The Brinket-Hibbard playground is one of about 90 municipal parks — mostly small play spaces — that the city of Detroit is considering putting up for sale under a contentious proposal that seeks to condense and consolidate park space and resources in thriving areas. The city would use the money earned from any sales to maintain and possibly expand parks in parts of the city that are more densely populated than, say, areas like the one around Hibbard Street.

The Recreation Department’s master plan calls the proposal “park repositioning,” which officials promote as a clear-eyed way to look at necessary downsizing, a way to align park space with the significant demographic shifts over the last half-century in Detroit, which has lost about a million people since 1950.

But critics say it could further hurt downtrodden areas where parks are equally appreciated, and that green space is too precious to be bartered for money.

“They call some of these parks ‘surplus,’” said City Councilwoman JoAnn Watson, an opponent of the plan, “but I don’t know what the heck that means because there is no such thing as a surplus of something that is necessary for the good and welfare of the community. The very concept of selling off public parkland in somebody’s hope to address a one-time money crunch is not something you do as a big city. We have to protect these parks for future generations.”

Some proponents of the parks say that eliminating a park in a declining neighborhood would make a resurgence much harder.

“It could be a case of penny wise, pound foolish,” said Abe Kadushin of Kadushin Associates, an architecture firm that does a lot of work in Detroit. “I understand the need to make money, if it’s an asset that’s valuable and the city can dispose of it. But it may not be the wisest thing in the long run.”

The proposal seems to have stalled in the City Council’s Neighborhood and Community Services Committee, whose chairwoman is Ms. Watson. But the administration of Mayor Kwame M. Kilpatrick plans to pursue it, possibly along with other options like neighborhood or corporate sponsorships. Though with more than 300 parks — 40 percent of which are in poor condition — sales to developers or other for-profit entities could be most beneficial.

If private buyers emerge for most of the parks in question, the city estimates it can raise $8.1 million from selling the land (about 124 acres) and more than $5 million a year in tax revenue, while saving hundreds of thousands of dollars on maintenance.
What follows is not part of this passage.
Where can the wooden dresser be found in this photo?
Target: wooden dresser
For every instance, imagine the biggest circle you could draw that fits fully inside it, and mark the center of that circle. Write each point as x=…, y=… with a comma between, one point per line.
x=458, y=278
“It’s an opportunity to look at where we can put parks closer to people,” said James Canning, a city spokesman. “We’ve constantly looked for ways to make government more efficient, and we see this whole idea of possibly repositioning parks as promoting an increased quality of life for those living in our neighborhoods.”

Some experts say the idea makes sense. While many cities and states are preoccupied by figuring out how to grow, several, like Detroit and New Orleans, are grappling with how to shrink, an alternative that is rarely pleasant. Recently, a melee erupted when the New Orleans City Council voted to demolish four public housing projects (to be replaced by fewer units for poor people).